Most jarring of all, the statement was made by only two of the three Pakatan party leaders.
It was evident that DAP and Amanah want to bring Warisan and Pejuang into the fold and start anew, presumably with a new prime minister candidate.
Then there was the timing of the statement.
Earlier that morning, Shafie was on a radio programme where he said the Opposition needed a “new recipe” that involves fresh leadership and floated the possibility of a prime minister from Sabah or Sarawak.
It was the second major announcement in a week from the Warisan president, who had also declared that his party intended to go national.
Anwar could smell a plot brewing around him.
He could see that Shafie’s radio interview and the “reset statement” were aimed at setting the tone and agenda for the Pakatan presidential council meeting scheduled that same afternoon.
“Can you blame my boss for feeling upset? Why issue the statement right before the presidential council meeting? These matters should be raised at the meeting,” said Hang Tuah Jaya MP Datuk Seri Shamsul Iskandar, who is PKR vice-president.
Shamsul, who was having breakfast with Anwar and Kulim Bandar Baru MP Datuk Seri Saifuddin Nasution at the MPs lounge that morning, said the opinion around the table was that the series of events were not coincidental.
Saifuddin, who is also PKR secretary-general, considered it a betrayal.
It was Shamsul who then suggested to Anwar to postpone the presidential council meeting until things cooled down.
But that did not avert what was a rather terse verbal exchange between Anwar and DAP Senator Liew Chin Tong minutes later.
As Anwar was leaving the lounge, he stopped at the table where Liew was seated to express his bitter disappointment at what had happened.
Anwar, rightly or wrongly, associated Liew with the “reset statement” because the former deputy defence minister had recently published a collection of articles that he had titled “The Great Reset”.
“Anwar stuck with Pakatan through thick and thin. He carried the torch in trying to return the mandate to the people. It is only fair to give him time to complete this final lap,” said Shamsul.
PKR leaders also resent that Anwar is being blamed for everything.
“Who were the ones who asked Anwar to get the numbers if he wanted their support? Who were the ones who wanted to get back into the government at all cost – to the extent of bringing back Dr Mahathir for the third time?” asked PKR’s Leong.
He said if Anwar was able to get the numbers, these people would be claiming credit for it and clamouring for posts.
“Now they want to remove him because he failed,” said Leong.
According to a Perak PKR leader, Anwar has been unfairly criticised for trying to recruit Umno MPs.
“We would have preferred GPS (Gabungan Parti Sarawak) but GPS cannot accept DAP. Whose fault is that? DAP should realise it is also a burden to us.
“They are flirting with Shafie but there is no need to humiliate Anwar this way.
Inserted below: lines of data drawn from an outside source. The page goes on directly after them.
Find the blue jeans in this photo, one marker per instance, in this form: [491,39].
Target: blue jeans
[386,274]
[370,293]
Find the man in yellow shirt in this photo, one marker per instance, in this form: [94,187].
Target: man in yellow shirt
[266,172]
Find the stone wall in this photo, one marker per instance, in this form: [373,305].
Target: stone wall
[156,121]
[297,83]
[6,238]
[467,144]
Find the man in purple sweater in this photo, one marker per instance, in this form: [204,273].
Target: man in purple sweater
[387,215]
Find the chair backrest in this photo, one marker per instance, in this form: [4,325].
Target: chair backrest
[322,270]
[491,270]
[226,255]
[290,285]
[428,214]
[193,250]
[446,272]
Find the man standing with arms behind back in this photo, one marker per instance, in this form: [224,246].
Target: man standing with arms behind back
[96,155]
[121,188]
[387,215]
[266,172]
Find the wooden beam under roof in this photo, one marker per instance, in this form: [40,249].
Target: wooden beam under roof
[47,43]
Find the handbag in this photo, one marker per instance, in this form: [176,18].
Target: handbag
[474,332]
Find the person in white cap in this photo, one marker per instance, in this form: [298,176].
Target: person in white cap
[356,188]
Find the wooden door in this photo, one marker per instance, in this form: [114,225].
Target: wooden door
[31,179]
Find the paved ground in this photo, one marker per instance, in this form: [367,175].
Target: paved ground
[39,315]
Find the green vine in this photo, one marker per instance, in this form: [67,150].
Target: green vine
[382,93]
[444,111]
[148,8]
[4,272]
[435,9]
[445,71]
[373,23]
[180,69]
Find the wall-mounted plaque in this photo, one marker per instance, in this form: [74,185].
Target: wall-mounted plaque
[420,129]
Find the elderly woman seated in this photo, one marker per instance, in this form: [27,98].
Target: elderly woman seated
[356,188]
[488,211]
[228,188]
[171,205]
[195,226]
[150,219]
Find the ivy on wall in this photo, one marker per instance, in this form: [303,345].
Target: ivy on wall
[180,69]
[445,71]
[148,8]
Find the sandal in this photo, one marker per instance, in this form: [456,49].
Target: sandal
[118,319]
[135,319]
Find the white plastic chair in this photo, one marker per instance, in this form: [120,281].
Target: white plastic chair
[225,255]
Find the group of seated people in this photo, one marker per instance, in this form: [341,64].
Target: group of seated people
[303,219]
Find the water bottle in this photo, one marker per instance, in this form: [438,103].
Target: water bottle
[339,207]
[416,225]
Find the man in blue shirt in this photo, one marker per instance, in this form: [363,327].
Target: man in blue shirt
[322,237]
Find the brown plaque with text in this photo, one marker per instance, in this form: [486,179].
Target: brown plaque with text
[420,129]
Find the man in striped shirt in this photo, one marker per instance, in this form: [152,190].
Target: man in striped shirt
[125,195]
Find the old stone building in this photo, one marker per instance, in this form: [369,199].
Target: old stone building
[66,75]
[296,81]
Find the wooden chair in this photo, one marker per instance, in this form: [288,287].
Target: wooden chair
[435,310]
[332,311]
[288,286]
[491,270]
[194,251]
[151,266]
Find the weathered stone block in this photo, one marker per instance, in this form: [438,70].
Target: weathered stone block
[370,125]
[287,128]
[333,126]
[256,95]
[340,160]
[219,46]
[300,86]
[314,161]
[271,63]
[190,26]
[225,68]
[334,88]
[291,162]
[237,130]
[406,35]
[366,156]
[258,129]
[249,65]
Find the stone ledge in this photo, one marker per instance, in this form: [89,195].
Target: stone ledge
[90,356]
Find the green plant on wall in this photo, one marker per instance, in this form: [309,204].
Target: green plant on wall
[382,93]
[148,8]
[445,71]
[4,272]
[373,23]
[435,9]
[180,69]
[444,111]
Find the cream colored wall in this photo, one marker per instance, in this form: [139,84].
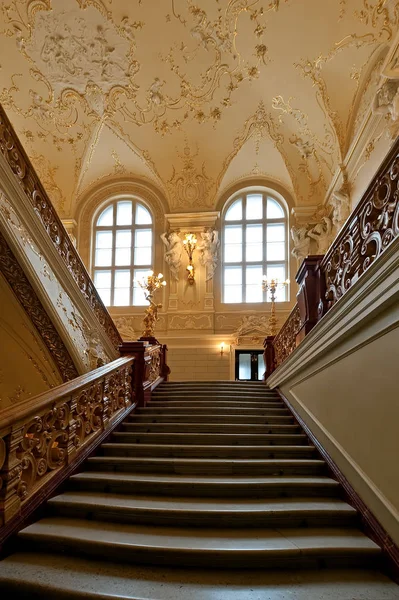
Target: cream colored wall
[26,367]
[342,380]
[204,363]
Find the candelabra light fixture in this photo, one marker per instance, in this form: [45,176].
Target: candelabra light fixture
[190,244]
[271,285]
[150,285]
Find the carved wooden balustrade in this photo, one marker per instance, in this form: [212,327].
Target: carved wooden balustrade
[23,171]
[44,438]
[285,341]
[323,280]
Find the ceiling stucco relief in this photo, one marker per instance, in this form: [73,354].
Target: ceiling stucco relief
[258,87]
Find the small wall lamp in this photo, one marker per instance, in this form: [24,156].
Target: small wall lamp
[190,244]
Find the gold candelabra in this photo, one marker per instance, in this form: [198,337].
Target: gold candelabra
[271,285]
[190,244]
[150,285]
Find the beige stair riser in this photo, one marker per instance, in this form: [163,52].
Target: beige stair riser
[235,519]
[210,439]
[244,452]
[248,559]
[231,419]
[189,466]
[196,488]
[209,427]
[198,410]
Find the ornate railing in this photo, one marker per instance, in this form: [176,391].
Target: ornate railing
[48,435]
[285,341]
[22,169]
[323,280]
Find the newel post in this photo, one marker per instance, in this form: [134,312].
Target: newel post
[311,294]
[136,349]
[269,356]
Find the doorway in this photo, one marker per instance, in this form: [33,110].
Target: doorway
[249,365]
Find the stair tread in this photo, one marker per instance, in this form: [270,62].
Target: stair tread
[293,541]
[208,479]
[175,503]
[54,576]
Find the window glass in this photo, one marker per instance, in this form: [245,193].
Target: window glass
[120,242]
[234,213]
[253,246]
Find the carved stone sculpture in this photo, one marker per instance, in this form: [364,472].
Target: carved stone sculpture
[321,232]
[301,242]
[341,208]
[386,102]
[209,248]
[172,256]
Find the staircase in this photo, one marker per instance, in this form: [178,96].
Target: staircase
[206,493]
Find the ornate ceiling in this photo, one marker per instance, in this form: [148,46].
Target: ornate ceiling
[191,97]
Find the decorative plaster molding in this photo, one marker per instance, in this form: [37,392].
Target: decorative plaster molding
[24,292]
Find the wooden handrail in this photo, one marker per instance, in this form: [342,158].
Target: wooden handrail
[42,441]
[31,406]
[323,280]
[22,169]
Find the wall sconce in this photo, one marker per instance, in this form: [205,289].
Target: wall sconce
[190,244]
[271,285]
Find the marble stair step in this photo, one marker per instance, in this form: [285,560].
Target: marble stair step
[36,576]
[200,512]
[238,486]
[255,466]
[201,547]
[178,427]
[227,419]
[189,404]
[217,439]
[215,410]
[201,451]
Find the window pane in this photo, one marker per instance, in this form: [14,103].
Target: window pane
[143,216]
[276,251]
[103,258]
[142,256]
[233,284]
[274,210]
[233,294]
[138,294]
[233,275]
[234,213]
[123,239]
[107,217]
[254,246]
[143,247]
[123,257]
[124,213]
[253,288]
[104,239]
[122,279]
[102,279]
[143,238]
[254,206]
[244,366]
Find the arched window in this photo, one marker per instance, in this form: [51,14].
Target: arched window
[122,252]
[254,244]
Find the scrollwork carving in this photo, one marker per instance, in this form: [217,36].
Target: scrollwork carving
[285,341]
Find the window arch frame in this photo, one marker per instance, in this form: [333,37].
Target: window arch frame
[134,289]
[266,193]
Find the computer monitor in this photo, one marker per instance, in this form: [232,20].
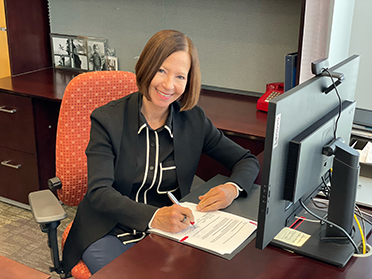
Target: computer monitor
[307,137]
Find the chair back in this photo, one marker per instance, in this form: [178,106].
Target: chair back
[83,94]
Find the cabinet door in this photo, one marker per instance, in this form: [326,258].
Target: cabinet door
[18,174]
[17,123]
[4,53]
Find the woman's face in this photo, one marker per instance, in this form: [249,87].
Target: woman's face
[170,81]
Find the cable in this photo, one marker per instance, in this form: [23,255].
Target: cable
[361,234]
[332,224]
[364,218]
[361,217]
[339,100]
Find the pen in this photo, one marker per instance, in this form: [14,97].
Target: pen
[174,200]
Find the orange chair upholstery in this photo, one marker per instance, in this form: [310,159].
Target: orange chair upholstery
[83,94]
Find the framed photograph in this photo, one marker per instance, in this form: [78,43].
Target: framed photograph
[96,54]
[112,63]
[79,53]
[61,51]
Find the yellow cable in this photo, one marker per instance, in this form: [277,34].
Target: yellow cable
[361,233]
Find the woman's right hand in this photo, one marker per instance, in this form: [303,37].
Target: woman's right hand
[172,218]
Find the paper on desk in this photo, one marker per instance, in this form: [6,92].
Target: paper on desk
[216,231]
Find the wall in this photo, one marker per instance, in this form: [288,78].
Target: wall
[241,43]
[360,43]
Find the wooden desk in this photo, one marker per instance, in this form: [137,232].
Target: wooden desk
[158,257]
[30,133]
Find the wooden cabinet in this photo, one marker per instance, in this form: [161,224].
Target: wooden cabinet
[24,36]
[28,127]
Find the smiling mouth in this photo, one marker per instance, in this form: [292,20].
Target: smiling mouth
[164,95]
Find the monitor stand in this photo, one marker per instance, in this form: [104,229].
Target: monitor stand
[336,252]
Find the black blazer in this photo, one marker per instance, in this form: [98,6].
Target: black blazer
[111,154]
We can remain friends even if we have to part ways,” said the Perak leader.
PKR leaders say it is difficult to read Anwar’s mind but many of them are ready for a break up.
Pakatan began as Pakatan Rakyat but became Pakatan Harapan after a bitter split with PAS.
Is Pakatan about to reinvent itself again, with Shafie as the new prime minister candidate?
Political commentator Eddin Khoo said the last few years of non-stop politicking has culminated in a chaotic mess on both sides of the divide.
“All these politicians should be careful. The political landscape has changed for good, things will never go back to what it was.
“People are at their wit’s end, fed-up with what they see. I have a feeling the most significant vote in the next general election will be protest votes,” said Khoo.
But the burning question for now is whether Anwar can survive the new challenge to his leadership in Pakatan.